Tracing the Steps, by Rita Cannon
Everyone knows the story: In the 19th century, a young girl is both blind and deaf. She grows up a prisoner of her own disability, unable to communicate, lashing out violently whenever she’s upset or afraid (which is often). Luckily, a kind teacher hears of the girl’s troubles and is determined to reach her. She teaches the girl sign language by signing into her hand, and after months of arduous work, even teaches her to speak. The story of Helen Keller and Anne Sullivan has become an inspiration to millions, but Jean-Pierre Améris’ film Marie’s Story isn’t about them. It’s about Marie Huertin and her teacher Sister Sainte-Marguerite. Huertin was born five years after Keller in Vertou, France, and had a remarkably similar journey from isolation to connection with the outside world. For American audiences, it’s basically impossible not to view Marie’s Story as a French version of The Miracle Worker. While viewers in Huertin’s homeland may not encounter such a stumbling block (the film is simply called Marie Huertin over there, suggesting greater familiarity her story) it will strike many as a retread, and a rather uninspired one at that.

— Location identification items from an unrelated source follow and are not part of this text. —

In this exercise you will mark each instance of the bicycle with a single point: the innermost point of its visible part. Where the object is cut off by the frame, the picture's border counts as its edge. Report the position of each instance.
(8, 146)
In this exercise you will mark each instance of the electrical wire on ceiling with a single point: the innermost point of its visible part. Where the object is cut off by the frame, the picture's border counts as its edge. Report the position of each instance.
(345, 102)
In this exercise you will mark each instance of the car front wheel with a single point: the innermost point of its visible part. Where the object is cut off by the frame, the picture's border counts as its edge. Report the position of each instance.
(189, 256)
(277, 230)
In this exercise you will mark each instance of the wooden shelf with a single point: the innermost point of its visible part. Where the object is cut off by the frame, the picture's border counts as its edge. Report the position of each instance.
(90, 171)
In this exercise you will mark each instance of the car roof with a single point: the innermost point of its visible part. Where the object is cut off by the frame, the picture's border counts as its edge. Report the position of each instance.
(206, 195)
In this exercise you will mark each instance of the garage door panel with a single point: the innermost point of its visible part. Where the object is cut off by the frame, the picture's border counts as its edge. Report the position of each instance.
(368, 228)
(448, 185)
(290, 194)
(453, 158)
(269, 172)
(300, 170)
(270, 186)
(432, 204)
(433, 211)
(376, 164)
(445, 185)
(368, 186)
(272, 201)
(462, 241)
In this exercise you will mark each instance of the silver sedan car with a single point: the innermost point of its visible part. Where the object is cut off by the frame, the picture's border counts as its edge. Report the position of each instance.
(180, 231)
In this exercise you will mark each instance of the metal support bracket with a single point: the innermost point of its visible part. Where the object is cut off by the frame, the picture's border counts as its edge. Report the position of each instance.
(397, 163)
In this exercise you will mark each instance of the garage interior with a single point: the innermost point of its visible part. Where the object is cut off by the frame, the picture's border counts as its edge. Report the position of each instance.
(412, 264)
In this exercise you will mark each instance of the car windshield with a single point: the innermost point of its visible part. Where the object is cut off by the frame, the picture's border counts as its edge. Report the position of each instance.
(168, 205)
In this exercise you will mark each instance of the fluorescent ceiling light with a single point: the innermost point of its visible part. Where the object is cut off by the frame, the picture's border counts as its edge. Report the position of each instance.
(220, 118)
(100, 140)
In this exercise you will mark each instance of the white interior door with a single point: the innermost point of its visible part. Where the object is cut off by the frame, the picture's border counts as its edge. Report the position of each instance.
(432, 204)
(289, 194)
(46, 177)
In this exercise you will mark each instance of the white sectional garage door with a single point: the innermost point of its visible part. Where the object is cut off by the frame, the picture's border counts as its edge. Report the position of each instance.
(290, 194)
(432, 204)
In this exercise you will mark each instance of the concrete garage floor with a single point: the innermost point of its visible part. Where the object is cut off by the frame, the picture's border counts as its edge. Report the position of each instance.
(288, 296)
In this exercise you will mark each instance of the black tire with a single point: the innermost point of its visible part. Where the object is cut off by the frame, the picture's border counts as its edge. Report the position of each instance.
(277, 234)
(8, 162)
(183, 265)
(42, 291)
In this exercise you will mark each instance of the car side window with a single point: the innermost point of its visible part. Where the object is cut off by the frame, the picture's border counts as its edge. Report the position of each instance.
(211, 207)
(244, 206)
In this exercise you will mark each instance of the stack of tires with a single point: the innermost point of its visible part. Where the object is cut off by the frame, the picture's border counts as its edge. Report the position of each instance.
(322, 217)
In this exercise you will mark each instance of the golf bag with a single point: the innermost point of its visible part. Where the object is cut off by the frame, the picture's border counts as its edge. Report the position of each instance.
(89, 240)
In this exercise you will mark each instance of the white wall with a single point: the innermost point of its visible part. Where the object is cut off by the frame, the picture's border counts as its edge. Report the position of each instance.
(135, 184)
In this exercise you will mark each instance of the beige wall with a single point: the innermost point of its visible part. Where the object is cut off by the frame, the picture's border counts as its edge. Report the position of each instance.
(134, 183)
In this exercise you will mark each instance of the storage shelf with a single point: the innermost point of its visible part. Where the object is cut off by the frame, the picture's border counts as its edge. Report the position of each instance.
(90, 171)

Améris’ film breaks down into two parts. The first half is the inspirational teaching part, which echoes, beat for beat, the story of The Miracle Worker, right down to the pivotal moment when Marie touches something and is able to speak its name, finally opening the floodgates to language acquisition. (Marie’s first word is “knife” rather than “water,” proving once again that the French have always been edgier than us). This section of the film is totally unsurprising, but skates by on the strength of the performances by Ariana Rivoire as Marie and Isabelle Carré as Sister Marguerite. Rivoire is particularly impressive, imbuing Marie with an intense, visceral misery and a physical fierceness that inspires both sympathy and fear, sometimes simultaneously.
It’s not until the second half that Marie’s Story starts to distinguish itself from that of Helen Keller, and it’s considerably less successful once it does. Turns out Sister Marguerite has an unnamed terminal illness, and for reasons that aren’t really explained, everyone decides the best course of action once she’s nearing death is to send her away from Marie with absolutely no explanation about where’s she’s gone or why. Sister Marguerite refuses to say goodbye to Marie, apparently because doing so would upset the girl too much – but is it really less upsetting to have the person who was essentially your link to the rest of humanity disappear without a word? The early death of Sister Marguerite is a historical fact, but it’s handled in such a clumsy, manipulative way that it feels like a contrivance, hastily thrown in to up the narrative ante in the final act.
Ultimately, Marie’s Story has a bit of a perfunctory, autopilot feel, and even the parts that work are like a carbon copy of a story that’s been told many times before and often better. It feels superfluous, even if that’s largely due to a fluke of historical coincidence. You can’t blame Marie Huertin for winding up in Helen Keller’s shadow, but you can sort of blame Jean-Pierre Améris for making a film so undistinguished that it ensures she’ll stay there.